Millennials, the generation of Americans born between the early 1980s and the late 1990s, are on their way to becoming just as wealthy as their parents, even with economic turbulence experiences over the last decade. Income inequality has plateaued in the last decade, and recently growth in wages paid to the lowest earners has exceeded that of the highest. At the same age as Millennials, Baby Boomers controlled 21% of the country’s total wealth, compared to the 4.6% of their younger counterparts. Tides are shifting and leaving Millennial wealth distributed more unevenly. 

Why This Matters: Attempts to measure the wealth of various generations often use the Federal Reserve’s Survey of Consumer Finances. When Baby Boomers, those born between 1946 and 1964, were in their early 30s, they controlled more than 20% of national wealth, while similarly aged Millennials only have about 3.5% of national wealth today. 

However, there’s more to the numbers than meets the eye because we must account for the fact there were a lot more Baby Boomers than Millennials, according to an economist at the University of Central Arkansas. These Boomers made up a much larger share of the population when they were in their early 30s. 

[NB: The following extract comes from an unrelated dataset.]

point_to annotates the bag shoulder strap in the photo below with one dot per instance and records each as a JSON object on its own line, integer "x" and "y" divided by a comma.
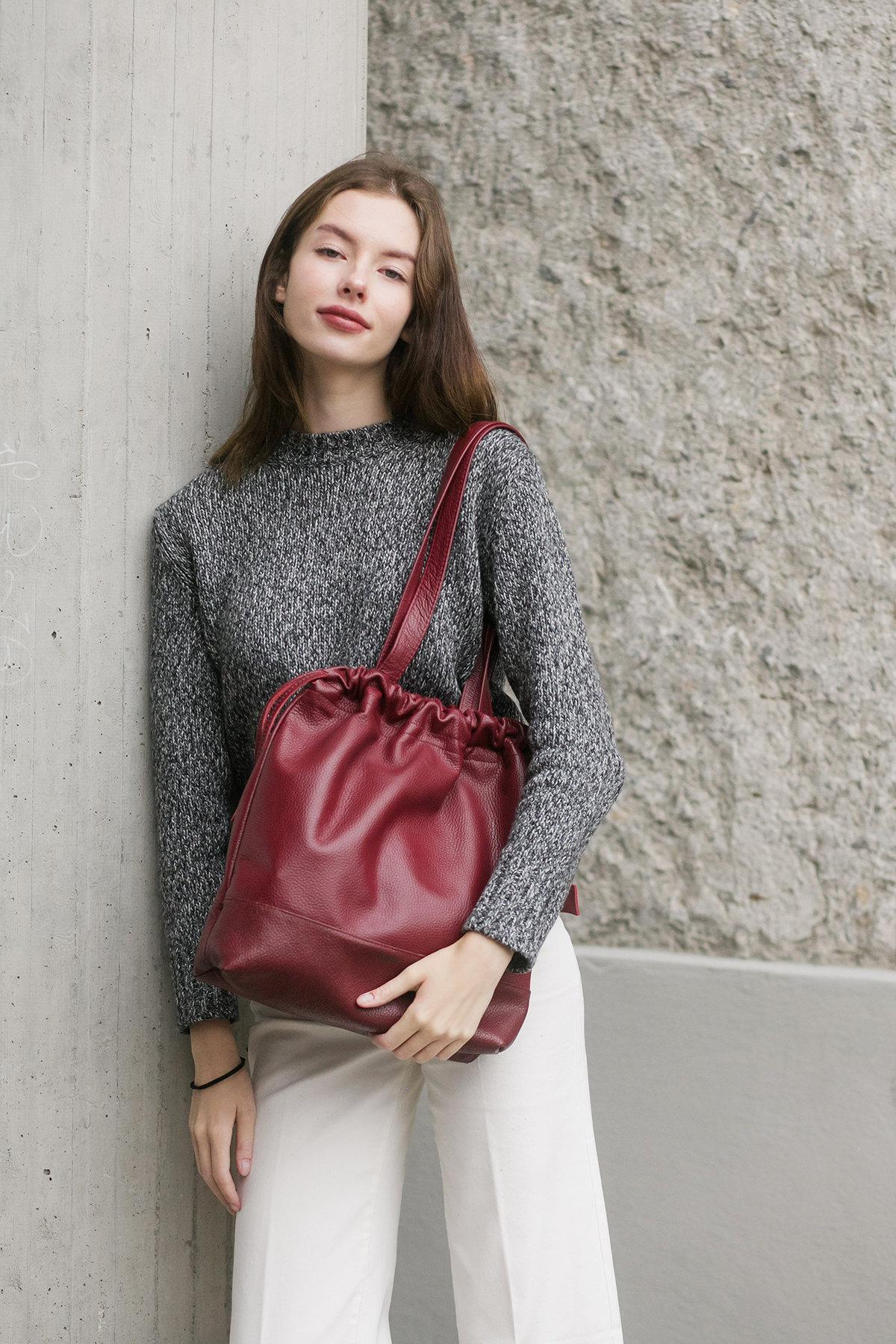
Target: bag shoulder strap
{"x": 428, "y": 573}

Even today, Millennials only overtook Boomers as the largest American generation in 2019. When the  University of Central Arkansas economist controlled for population size by measuring wealth in per capita terms, a different picture emerged: Millennials are as wealthy as Boomers were at their age, and Gen X, born between 1965 and 1981, is wealthier now than Boomers at the same age.

There are still some issues that plague Millennials differently than Boomers. Compared to the past, younger generations go to school longer, move out later, delay marriage and wait to buy homes. Higher education tends to be more costly for African Americans because 86.6% of Black college students take out federal loans to attend four-year college.

Also in 2019, 43% of Millennials lived in homes they owned, compared to 48% of Boomers at a comparable age. For Black millennials this is a continued uphill battle as the Black homeownership rate across the U.S. stands at 41.1%, according to the U.S. Census Bureau.

Situational Awareness: Inequality within generations has been increasing, with the richest boomers wealthier than previous generations and the poorest becoming poorer. In 2064, the average white family will likely possess $2,782,727 in wealth while the average Black family wealth will be $789,164, according to  a report by Elliott and Abacus Wealth Partners, that’s an astonishing 70% disparity.